The task of "guess the application I want to use" is actually not even in the domain of artificial intelligence. AI is normally defined by the human standard. To work properly as a control interface, Wolfram's guessing algorithm actually requires divine intelligence. It is not sufficient for it to just think. It must actually read the user's mind. God can do this, but software can't.
Stuff like this is exactly why Ask Jeeves failed. You cannot ask a search engine a question. It doesn't work like that. While search engines like this were around, I was using Alta Vista because you could put plus and minus on your search words. It was FUNCTIONAL!

Google Squared is somewhat like this, but it still gives you control of what you actually wanted to some extent. Sure, it's an attempt at putting Wolfram Alpha into a full-text search context, which tends to fail a lot, but it actually has potential to REPLACE WA with some database controls.

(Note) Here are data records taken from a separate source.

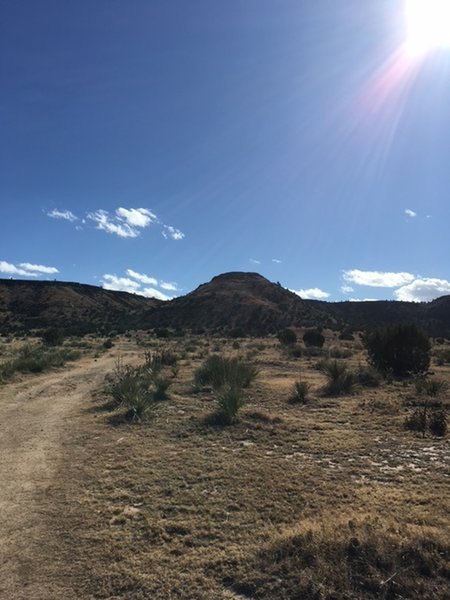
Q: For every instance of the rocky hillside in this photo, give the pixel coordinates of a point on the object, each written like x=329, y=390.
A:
x=74, y=306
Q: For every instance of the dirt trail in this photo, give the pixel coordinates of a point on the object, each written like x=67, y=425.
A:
x=36, y=418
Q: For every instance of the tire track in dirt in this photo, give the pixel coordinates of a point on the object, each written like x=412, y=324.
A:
x=36, y=425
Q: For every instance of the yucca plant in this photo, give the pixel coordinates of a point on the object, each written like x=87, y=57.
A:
x=340, y=379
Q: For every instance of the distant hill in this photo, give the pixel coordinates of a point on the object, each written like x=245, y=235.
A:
x=239, y=302
x=76, y=307
x=232, y=303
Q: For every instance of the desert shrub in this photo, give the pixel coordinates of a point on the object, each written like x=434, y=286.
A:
x=138, y=389
x=442, y=357
x=229, y=399
x=313, y=337
x=346, y=334
x=287, y=337
x=53, y=336
x=296, y=351
x=218, y=370
x=336, y=352
x=340, y=379
x=401, y=349
x=36, y=359
x=368, y=376
x=300, y=393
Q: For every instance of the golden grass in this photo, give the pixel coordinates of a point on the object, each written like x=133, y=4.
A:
x=328, y=500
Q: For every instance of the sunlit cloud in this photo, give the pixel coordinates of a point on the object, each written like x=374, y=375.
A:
x=39, y=268
x=347, y=289
x=26, y=269
x=377, y=278
x=423, y=290
x=146, y=279
x=172, y=232
x=152, y=293
x=66, y=215
x=170, y=287
x=312, y=294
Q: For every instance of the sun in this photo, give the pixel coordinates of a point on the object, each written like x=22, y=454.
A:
x=428, y=23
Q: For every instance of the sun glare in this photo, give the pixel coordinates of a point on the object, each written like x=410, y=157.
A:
x=428, y=25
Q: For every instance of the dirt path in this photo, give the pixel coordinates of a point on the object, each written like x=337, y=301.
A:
x=36, y=422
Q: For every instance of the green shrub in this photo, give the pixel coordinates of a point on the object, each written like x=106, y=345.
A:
x=400, y=349
x=438, y=422
x=287, y=337
x=230, y=399
x=300, y=393
x=340, y=379
x=368, y=376
x=218, y=370
x=53, y=336
x=313, y=337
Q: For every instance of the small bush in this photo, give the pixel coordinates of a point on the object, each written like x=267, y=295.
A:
x=438, y=422
x=340, y=379
x=53, y=336
x=230, y=399
x=313, y=337
x=368, y=377
x=300, y=393
x=287, y=337
x=218, y=371
x=400, y=349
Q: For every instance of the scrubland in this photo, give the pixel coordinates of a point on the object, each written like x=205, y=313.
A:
x=312, y=495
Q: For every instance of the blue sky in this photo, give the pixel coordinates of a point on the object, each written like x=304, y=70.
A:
x=150, y=145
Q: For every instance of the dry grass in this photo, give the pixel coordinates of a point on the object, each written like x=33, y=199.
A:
x=328, y=500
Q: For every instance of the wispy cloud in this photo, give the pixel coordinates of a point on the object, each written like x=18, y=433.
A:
x=134, y=284
x=423, y=290
x=146, y=279
x=312, y=294
x=170, y=287
x=67, y=215
x=377, y=278
x=113, y=224
x=136, y=217
x=172, y=232
x=39, y=268
x=26, y=269
x=152, y=293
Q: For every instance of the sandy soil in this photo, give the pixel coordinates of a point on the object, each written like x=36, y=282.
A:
x=36, y=416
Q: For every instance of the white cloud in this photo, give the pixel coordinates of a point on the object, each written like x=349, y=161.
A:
x=423, y=290
x=26, y=269
x=39, y=268
x=112, y=225
x=67, y=215
x=170, y=287
x=152, y=293
x=120, y=284
x=172, y=232
x=142, y=277
x=312, y=294
x=377, y=278
x=136, y=217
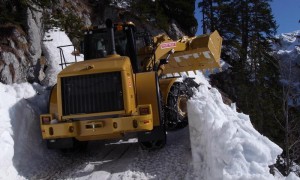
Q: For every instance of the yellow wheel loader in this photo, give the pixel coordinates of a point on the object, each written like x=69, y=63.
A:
x=127, y=84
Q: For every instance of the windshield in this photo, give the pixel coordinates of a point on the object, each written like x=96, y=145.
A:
x=98, y=44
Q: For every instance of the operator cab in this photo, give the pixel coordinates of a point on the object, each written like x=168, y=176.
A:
x=98, y=44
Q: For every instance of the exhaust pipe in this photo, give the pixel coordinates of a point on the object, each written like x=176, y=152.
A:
x=110, y=29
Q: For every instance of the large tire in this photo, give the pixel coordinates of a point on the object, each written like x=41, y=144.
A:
x=176, y=108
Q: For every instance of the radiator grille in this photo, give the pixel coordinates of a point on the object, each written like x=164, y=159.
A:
x=92, y=93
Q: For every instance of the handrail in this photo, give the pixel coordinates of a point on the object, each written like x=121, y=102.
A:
x=62, y=56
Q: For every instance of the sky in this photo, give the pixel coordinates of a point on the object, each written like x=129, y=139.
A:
x=286, y=14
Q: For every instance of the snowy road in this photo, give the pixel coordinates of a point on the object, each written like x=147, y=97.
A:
x=120, y=160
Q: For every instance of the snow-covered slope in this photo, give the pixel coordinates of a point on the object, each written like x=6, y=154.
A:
x=54, y=38
x=224, y=145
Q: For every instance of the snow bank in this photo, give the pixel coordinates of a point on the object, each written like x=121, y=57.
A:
x=224, y=143
x=20, y=138
x=10, y=96
x=53, y=38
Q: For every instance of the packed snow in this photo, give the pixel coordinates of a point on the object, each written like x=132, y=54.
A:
x=224, y=143
x=54, y=38
x=219, y=143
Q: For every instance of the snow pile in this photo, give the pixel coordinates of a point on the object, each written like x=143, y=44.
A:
x=224, y=143
x=14, y=112
x=53, y=38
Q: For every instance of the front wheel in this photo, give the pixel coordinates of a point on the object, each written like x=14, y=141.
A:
x=176, y=108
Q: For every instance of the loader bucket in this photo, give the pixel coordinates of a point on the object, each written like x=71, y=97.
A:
x=203, y=52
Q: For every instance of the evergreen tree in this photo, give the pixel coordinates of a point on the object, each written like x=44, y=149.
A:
x=247, y=26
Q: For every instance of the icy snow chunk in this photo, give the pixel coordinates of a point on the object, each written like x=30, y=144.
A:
x=224, y=143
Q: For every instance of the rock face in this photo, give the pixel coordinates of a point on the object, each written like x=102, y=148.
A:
x=14, y=52
x=35, y=35
x=21, y=56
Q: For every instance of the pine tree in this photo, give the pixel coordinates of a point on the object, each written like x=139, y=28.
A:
x=247, y=27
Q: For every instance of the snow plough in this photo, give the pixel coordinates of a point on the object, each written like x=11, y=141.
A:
x=127, y=84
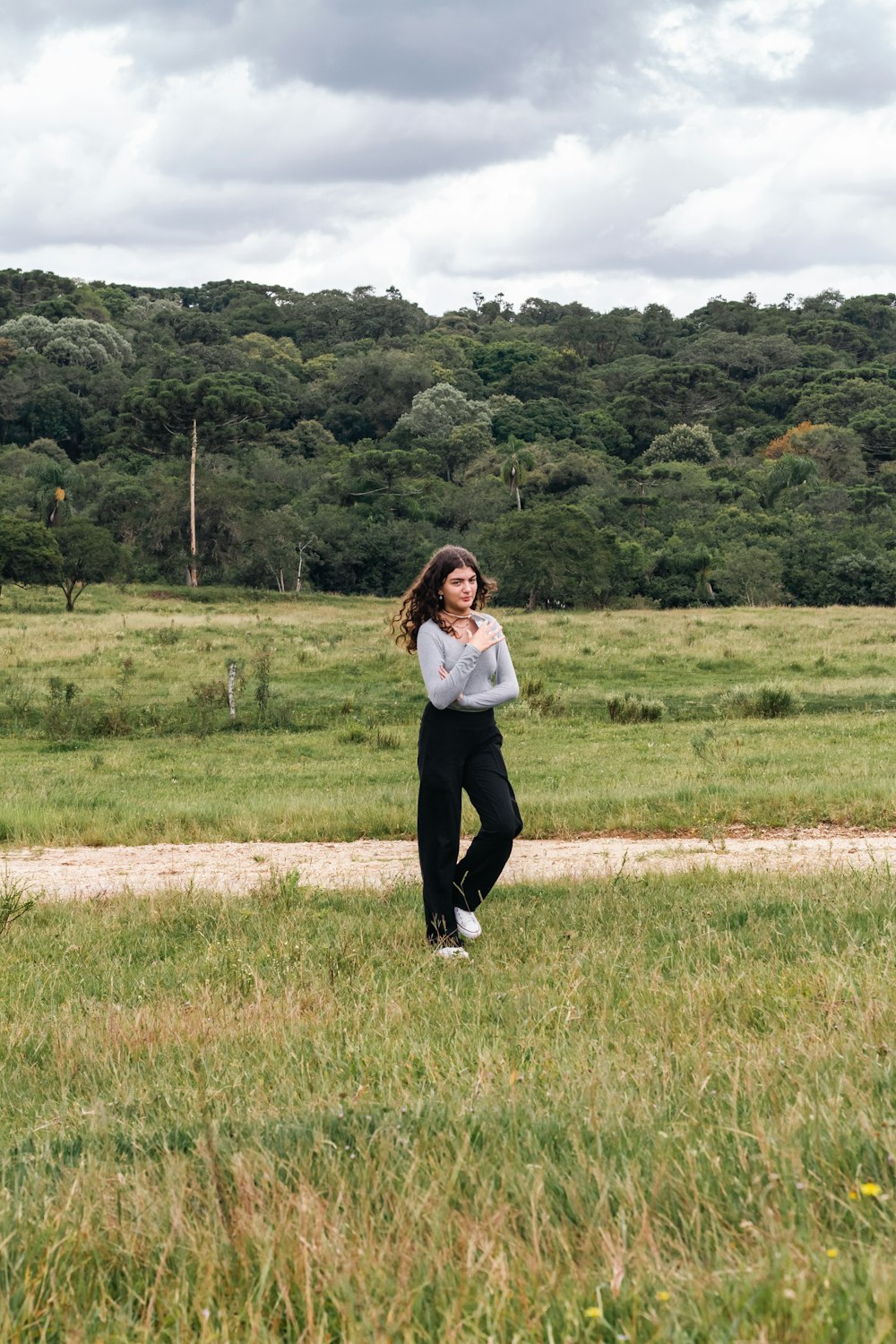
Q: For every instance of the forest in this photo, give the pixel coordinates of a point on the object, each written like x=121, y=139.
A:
x=742, y=454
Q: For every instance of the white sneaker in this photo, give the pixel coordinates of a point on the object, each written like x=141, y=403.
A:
x=468, y=925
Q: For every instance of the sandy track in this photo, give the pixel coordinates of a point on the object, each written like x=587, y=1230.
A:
x=83, y=873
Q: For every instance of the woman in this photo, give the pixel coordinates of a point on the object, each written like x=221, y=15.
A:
x=468, y=671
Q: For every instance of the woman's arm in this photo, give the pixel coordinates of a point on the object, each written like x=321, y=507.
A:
x=444, y=693
x=505, y=685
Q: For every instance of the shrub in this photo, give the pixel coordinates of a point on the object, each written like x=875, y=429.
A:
x=13, y=900
x=541, y=702
x=633, y=709
x=771, y=701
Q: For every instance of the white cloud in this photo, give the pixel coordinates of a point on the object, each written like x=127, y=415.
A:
x=699, y=158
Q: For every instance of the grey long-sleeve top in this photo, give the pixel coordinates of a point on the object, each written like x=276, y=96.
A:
x=482, y=679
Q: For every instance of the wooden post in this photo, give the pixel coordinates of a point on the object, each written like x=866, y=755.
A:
x=194, y=564
x=231, y=683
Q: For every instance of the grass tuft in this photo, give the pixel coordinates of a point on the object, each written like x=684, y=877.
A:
x=771, y=701
x=634, y=709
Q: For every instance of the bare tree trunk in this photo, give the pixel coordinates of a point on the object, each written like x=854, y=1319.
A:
x=194, y=566
x=303, y=547
x=231, y=683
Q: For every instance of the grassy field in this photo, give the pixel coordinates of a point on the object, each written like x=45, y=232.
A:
x=651, y=1109
x=142, y=747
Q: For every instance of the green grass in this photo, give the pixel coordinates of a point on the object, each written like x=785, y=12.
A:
x=279, y=1118
x=144, y=749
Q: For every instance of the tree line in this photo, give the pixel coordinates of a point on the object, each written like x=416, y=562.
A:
x=250, y=435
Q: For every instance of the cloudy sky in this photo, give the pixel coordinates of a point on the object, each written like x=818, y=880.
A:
x=608, y=151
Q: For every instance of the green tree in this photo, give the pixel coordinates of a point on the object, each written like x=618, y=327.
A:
x=517, y=461
x=438, y=418
x=29, y=553
x=555, y=556
x=681, y=444
x=89, y=556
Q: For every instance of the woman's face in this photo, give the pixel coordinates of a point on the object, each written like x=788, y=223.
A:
x=458, y=590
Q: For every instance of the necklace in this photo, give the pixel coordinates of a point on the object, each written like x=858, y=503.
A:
x=452, y=621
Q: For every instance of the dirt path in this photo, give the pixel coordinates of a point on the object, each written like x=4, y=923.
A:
x=83, y=873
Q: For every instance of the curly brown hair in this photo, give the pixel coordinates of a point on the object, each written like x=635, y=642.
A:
x=422, y=599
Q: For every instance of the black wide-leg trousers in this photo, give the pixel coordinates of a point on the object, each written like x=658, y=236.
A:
x=461, y=752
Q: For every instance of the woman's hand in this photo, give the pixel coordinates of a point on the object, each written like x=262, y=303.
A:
x=487, y=634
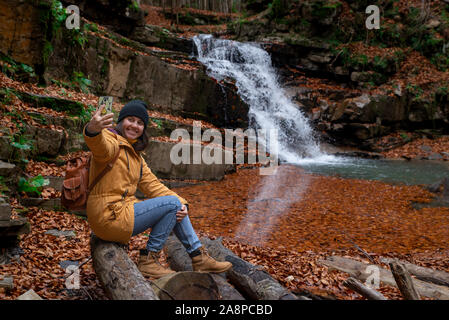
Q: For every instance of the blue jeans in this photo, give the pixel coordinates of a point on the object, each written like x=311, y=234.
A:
x=159, y=214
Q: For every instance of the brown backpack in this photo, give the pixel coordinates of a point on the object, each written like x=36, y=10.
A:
x=75, y=188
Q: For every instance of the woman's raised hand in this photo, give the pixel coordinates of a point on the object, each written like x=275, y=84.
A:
x=99, y=122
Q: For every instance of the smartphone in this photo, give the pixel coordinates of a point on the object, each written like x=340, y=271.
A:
x=107, y=101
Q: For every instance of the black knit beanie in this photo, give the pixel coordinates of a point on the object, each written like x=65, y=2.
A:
x=135, y=108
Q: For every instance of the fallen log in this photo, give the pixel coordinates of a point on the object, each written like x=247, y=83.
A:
x=422, y=273
x=117, y=273
x=186, y=285
x=404, y=281
x=179, y=260
x=253, y=282
x=360, y=288
x=358, y=269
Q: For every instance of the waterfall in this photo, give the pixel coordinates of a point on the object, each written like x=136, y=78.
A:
x=258, y=86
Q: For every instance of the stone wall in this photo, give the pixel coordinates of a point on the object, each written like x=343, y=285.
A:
x=21, y=30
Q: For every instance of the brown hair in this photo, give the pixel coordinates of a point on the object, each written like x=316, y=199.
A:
x=142, y=141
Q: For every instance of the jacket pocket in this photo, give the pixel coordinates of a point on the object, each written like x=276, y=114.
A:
x=116, y=209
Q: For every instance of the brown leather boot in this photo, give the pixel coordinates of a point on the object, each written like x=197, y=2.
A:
x=204, y=263
x=150, y=266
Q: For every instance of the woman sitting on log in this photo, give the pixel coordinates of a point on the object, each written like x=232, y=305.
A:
x=114, y=213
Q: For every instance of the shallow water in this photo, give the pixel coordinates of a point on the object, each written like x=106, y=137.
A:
x=391, y=171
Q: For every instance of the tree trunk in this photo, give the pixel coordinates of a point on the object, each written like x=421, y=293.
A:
x=179, y=260
x=422, y=273
x=404, y=281
x=249, y=279
x=117, y=273
x=186, y=286
x=360, y=288
x=358, y=269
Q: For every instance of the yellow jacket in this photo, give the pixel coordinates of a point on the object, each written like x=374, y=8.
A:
x=110, y=206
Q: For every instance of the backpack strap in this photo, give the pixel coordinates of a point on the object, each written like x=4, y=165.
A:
x=105, y=170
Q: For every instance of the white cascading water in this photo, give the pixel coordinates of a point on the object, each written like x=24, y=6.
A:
x=269, y=107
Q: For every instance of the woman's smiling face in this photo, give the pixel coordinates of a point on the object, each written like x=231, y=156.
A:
x=132, y=127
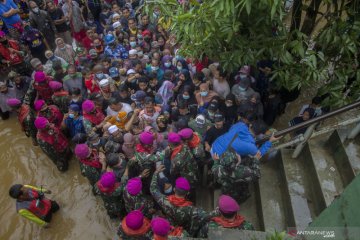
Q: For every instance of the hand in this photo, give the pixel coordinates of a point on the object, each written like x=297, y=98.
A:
x=258, y=155
x=159, y=169
x=145, y=173
x=273, y=138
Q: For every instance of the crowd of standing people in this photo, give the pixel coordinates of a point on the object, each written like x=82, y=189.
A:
x=105, y=81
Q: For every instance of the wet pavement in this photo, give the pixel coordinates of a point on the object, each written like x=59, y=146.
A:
x=82, y=216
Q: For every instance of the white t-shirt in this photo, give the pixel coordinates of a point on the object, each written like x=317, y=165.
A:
x=126, y=108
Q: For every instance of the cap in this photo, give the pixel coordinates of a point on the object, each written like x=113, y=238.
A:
x=35, y=62
x=146, y=138
x=130, y=71
x=39, y=76
x=103, y=83
x=227, y=204
x=134, y=220
x=41, y=122
x=113, y=72
x=38, y=104
x=200, y=119
x=138, y=96
x=92, y=53
x=134, y=186
x=108, y=179
x=74, y=107
x=219, y=117
x=82, y=151
x=182, y=183
x=186, y=133
x=55, y=85
x=88, y=105
x=213, y=106
x=13, y=102
x=174, y=138
x=112, y=129
x=160, y=226
x=116, y=24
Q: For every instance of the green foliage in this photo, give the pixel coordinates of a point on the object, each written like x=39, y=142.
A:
x=238, y=32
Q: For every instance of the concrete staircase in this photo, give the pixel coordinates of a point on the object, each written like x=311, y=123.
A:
x=293, y=192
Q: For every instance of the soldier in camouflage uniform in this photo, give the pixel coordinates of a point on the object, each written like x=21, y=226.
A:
x=178, y=210
x=26, y=118
x=193, y=141
x=135, y=227
x=182, y=161
x=227, y=219
x=60, y=97
x=134, y=199
x=91, y=162
x=53, y=142
x=111, y=193
x=234, y=174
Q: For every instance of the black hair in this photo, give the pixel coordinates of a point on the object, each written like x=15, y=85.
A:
x=228, y=215
x=112, y=159
x=15, y=191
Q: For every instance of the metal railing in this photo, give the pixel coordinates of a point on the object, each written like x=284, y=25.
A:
x=301, y=140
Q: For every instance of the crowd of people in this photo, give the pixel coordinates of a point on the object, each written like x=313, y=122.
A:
x=105, y=81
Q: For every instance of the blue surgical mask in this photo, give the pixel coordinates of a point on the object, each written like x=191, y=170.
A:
x=99, y=75
x=186, y=97
x=203, y=94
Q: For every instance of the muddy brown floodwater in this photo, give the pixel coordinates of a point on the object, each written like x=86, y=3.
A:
x=82, y=215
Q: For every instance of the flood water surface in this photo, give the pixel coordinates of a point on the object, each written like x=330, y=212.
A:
x=81, y=215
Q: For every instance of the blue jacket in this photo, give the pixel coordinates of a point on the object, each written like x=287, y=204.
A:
x=244, y=144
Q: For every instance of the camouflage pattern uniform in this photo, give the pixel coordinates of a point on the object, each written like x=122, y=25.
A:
x=212, y=225
x=189, y=217
x=113, y=201
x=184, y=165
x=140, y=201
x=62, y=102
x=231, y=176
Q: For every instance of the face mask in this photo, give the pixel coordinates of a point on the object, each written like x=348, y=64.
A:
x=186, y=97
x=242, y=75
x=97, y=143
x=203, y=94
x=168, y=191
x=242, y=89
x=99, y=75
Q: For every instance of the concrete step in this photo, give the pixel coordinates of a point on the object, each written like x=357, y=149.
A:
x=274, y=197
x=305, y=203
x=352, y=149
x=327, y=172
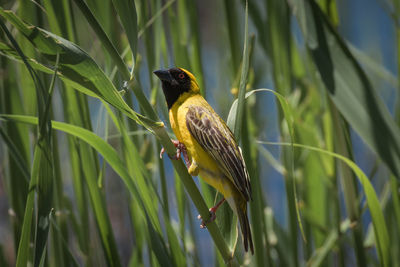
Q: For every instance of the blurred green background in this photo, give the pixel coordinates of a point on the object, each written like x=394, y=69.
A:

I guess the rock/hard place of this argument is that complex control interfaces suck, but how do you get a user to choose from hundreds of databases? Ultimately, the answer is to include both controls, the default one and the controlled one. Google does this in various forms and it works out well.

For example, if I want the page for "Wolfram Alpha", I would type just that. If I want the Wikipedia page, I would include the word Wiki in there. And it works really well, even better than Wikipedia's stupid search engine. It's so good that the browser function to select multiple search engines seems fruitless because you are going from a Google search, which is intelligent, to a non-Google search, which can't spellcheck, predict, or even do AND-based searches.

 #138378  by Kupek
 Fri Jul 10, 2009 10:37 pm
I think it's more subtle than just complex control interfaces. Complex tools will necessarily have complex controls. The problem is when the mental model the user must have is complex or incomplete. For example, I'd consider the bash command line a complex control interface - it's provably Turing complete, to reference another thread. But the mental model I have in my head is direct and concrete; when I do something, I know what the output should be.

If, on the other hand, when I sometimes issued a "cd" command and I did not actually change directories, then that would be a serious problem. My mental model would now have uncertainty, and reasoning about how I can achieve my goals would be hard.

I really liked the article because he clearly explained why tools are useful.

 #138388  by SineSwiper
 Sat Jul 11, 2009 8:12 am
Yes, but for the technically dumb, an interface needs to be both complex and simple at the same time. You give a supermodel a bash command, and she's not going to really understand how to use it.